The issues with this route were:
- It did not convey the whole RHH routine as strongly as ‘SFX’, as the emphasis is on using tissues to cover up (rather than binning them / washing hands).
- It lacked the ‘reason why’ provided by ‘germs live for hours’ but, if this element was added, it could work well for this audience.
The print route was found visually arresting and different. The ‘boy’ visual worked well in terms of getting attention and signalling relevance to mothers, who were then inclined to look at the copy. The ‘old man’ visual created strong disgust, which resulted in avoidance rather than involvement.
The ‘sneeze lite’ approach to the visual is recommended, although the research version of the ‘boy’ was a little too light. The more dramatic ‘snowstorm’ approach seems to impair rather than help communication.
The ‘full frontal’ visual had greater potential to grab attention and intrigue the viewer than the ‘sideways sneeze’ option. Though clearer, the sideways visual is less intriguing and involving.
The shorter copy is recommended, as attention wanders with the longer version.
As for the radio advertising, the press route will be strengthened by emphasising the ‘germs live for hours’ message.

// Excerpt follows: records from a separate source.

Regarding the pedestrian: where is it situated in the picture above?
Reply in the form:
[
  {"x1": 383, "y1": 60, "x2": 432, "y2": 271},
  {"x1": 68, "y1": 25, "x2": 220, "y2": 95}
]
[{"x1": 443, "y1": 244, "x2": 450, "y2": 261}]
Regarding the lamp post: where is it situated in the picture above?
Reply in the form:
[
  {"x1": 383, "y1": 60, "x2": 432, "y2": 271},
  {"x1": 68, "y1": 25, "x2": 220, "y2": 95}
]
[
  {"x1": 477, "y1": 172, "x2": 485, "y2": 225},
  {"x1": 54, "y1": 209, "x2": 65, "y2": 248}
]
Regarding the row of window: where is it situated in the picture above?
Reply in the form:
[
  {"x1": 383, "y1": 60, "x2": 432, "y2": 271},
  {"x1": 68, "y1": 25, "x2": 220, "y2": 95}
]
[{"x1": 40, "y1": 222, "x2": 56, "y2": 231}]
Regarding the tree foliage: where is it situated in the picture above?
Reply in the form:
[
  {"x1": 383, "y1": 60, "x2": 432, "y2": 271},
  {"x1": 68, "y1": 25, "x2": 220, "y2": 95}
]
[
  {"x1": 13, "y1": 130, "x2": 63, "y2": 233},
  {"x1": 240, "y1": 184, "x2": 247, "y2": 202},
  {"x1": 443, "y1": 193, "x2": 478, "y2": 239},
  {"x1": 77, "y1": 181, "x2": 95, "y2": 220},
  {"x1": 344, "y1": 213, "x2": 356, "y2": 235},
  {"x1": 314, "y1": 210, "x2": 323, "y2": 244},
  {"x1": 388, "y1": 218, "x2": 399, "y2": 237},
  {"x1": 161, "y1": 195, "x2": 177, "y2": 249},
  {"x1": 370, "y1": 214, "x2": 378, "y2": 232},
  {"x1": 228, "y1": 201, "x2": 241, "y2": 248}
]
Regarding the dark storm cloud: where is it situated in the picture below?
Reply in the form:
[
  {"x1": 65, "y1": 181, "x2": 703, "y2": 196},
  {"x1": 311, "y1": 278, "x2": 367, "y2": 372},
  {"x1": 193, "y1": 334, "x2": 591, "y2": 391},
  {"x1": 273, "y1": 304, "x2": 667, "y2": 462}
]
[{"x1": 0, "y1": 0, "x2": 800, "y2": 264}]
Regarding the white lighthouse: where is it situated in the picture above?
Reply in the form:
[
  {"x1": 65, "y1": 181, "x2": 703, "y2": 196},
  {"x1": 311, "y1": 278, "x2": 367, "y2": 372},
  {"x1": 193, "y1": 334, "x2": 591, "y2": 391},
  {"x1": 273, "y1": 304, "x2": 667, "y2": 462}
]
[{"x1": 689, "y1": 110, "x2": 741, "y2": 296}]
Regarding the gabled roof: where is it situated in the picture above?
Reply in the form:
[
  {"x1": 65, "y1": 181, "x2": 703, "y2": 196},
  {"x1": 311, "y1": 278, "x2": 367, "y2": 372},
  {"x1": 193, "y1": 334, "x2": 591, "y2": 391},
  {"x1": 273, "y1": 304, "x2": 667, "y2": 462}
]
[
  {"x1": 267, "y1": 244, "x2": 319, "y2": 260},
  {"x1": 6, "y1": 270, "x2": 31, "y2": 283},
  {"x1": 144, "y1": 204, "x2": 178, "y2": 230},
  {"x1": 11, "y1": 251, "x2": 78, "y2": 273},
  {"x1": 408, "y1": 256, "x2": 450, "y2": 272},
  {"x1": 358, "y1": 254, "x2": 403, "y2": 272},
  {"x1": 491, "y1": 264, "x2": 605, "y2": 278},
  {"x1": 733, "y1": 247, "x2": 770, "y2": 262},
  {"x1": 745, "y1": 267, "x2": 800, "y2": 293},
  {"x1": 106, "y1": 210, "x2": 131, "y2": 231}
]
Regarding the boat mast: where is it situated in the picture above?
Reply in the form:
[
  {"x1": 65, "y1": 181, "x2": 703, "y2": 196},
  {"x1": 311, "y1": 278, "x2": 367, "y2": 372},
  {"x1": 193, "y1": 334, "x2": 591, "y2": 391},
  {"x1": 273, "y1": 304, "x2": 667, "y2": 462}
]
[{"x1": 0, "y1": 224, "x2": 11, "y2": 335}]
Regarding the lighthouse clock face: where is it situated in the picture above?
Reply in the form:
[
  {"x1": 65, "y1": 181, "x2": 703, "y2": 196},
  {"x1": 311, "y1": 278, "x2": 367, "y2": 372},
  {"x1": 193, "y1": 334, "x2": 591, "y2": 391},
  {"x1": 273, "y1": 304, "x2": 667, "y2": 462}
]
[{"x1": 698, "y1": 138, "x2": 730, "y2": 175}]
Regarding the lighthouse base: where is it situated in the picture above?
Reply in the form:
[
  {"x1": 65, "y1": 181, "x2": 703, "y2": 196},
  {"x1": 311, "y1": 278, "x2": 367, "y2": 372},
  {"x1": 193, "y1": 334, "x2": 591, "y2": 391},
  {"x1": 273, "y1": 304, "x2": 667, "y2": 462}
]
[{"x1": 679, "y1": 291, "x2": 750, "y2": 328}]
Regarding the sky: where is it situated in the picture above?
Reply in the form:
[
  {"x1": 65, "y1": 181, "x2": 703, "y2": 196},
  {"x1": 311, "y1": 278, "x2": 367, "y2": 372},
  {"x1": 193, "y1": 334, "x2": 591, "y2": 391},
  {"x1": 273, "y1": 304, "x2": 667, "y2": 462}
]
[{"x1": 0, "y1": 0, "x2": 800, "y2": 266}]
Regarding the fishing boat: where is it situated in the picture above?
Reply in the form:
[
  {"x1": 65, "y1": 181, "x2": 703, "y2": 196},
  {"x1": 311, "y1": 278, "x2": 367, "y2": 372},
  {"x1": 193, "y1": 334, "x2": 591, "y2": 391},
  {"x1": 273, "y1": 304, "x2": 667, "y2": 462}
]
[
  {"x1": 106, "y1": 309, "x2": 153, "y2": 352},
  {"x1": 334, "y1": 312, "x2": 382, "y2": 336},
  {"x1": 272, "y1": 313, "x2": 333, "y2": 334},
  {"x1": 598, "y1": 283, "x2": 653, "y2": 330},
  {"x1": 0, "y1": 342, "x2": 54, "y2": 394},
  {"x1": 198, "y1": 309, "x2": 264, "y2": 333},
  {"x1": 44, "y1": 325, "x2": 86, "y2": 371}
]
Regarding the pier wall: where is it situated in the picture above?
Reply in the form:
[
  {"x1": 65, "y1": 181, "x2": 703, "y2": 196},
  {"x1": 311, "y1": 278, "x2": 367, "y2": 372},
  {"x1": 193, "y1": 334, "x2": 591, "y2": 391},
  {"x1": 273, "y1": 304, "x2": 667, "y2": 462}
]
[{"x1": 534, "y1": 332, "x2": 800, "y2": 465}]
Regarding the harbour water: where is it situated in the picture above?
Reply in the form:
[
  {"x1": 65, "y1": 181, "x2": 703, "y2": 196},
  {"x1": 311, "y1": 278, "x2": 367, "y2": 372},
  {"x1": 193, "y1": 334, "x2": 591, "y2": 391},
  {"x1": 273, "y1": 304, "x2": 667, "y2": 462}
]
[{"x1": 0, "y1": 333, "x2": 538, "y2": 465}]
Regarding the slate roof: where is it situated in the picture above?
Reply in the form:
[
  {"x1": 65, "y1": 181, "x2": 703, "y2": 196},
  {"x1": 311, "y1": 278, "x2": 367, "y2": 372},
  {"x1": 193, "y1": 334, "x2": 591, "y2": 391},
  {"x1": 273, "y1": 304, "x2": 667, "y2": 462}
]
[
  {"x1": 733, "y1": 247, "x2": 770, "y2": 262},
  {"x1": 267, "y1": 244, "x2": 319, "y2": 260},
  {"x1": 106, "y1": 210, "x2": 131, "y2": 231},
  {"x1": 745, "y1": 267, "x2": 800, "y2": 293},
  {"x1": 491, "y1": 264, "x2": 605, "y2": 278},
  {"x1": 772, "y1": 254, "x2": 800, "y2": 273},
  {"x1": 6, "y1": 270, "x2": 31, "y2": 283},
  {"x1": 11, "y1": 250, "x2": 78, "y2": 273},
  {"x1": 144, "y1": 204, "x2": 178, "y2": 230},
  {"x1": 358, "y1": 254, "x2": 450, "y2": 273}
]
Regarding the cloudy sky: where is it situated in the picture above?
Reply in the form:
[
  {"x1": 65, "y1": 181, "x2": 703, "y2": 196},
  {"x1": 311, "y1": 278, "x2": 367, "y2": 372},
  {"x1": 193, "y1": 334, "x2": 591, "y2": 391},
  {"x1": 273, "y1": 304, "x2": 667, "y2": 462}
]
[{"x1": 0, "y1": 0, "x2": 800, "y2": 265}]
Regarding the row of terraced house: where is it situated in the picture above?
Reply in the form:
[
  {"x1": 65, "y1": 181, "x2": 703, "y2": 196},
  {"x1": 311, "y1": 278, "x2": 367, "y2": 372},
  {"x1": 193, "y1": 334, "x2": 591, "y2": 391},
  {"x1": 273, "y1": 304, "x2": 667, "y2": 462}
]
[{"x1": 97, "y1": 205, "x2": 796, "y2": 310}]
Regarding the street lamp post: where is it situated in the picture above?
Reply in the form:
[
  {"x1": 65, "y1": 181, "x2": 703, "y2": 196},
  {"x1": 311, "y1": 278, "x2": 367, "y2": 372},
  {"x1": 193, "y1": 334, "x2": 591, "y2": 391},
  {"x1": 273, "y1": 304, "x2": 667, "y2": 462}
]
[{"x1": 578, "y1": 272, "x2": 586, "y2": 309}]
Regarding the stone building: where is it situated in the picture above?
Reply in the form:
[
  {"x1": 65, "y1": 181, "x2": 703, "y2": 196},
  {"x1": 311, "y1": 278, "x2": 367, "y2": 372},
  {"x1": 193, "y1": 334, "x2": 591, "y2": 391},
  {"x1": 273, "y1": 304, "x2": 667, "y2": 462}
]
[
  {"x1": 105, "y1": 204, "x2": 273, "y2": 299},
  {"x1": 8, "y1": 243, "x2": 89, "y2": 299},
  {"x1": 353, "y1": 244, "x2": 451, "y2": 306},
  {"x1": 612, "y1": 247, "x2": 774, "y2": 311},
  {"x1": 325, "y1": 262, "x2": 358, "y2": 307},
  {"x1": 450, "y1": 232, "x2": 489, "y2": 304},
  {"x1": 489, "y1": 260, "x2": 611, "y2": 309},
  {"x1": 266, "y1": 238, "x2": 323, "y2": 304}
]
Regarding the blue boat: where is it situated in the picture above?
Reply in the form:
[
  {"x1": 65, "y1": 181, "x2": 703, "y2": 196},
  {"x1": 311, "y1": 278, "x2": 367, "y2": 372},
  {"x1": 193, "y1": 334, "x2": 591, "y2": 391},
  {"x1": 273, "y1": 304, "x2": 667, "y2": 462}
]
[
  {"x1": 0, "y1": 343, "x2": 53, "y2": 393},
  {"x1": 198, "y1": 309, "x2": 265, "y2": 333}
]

The opening phrase of the copy (‘If only common sense spread so easily’) needs to be re-worked, to explain the visual and connect it more strongly to the rest of the copy.
The overall purpose of the research was to examine reactions of the target audience to the creative ideas against the campaign objectives and ascertain their potential to prompt the desired response.
The Department of Health (DH) was developing a communications strategy with the aim of embedding good hygiene practice before a pandemic.
As part of this strategy, an advertising campaign was scheduled to start in November 2008, using radio, print, online and ambient media. The primary target audiences for the advertising were new parents and mothers, who are the gatekeepers of hygiene in households and are believed to be highly receptive to messages about RHH. Qualitative research was required to guide the development of this campaign.
The research helped decide which creative route can help overcome mothers’ complacency in this area. Reasons for complacency were also identified.
6 two hour group discussions. The sample was segmented by age of children and social class. Respondents were invited to take part by locally based qualitative recruiters who are trained to avoid bias in respondent selection.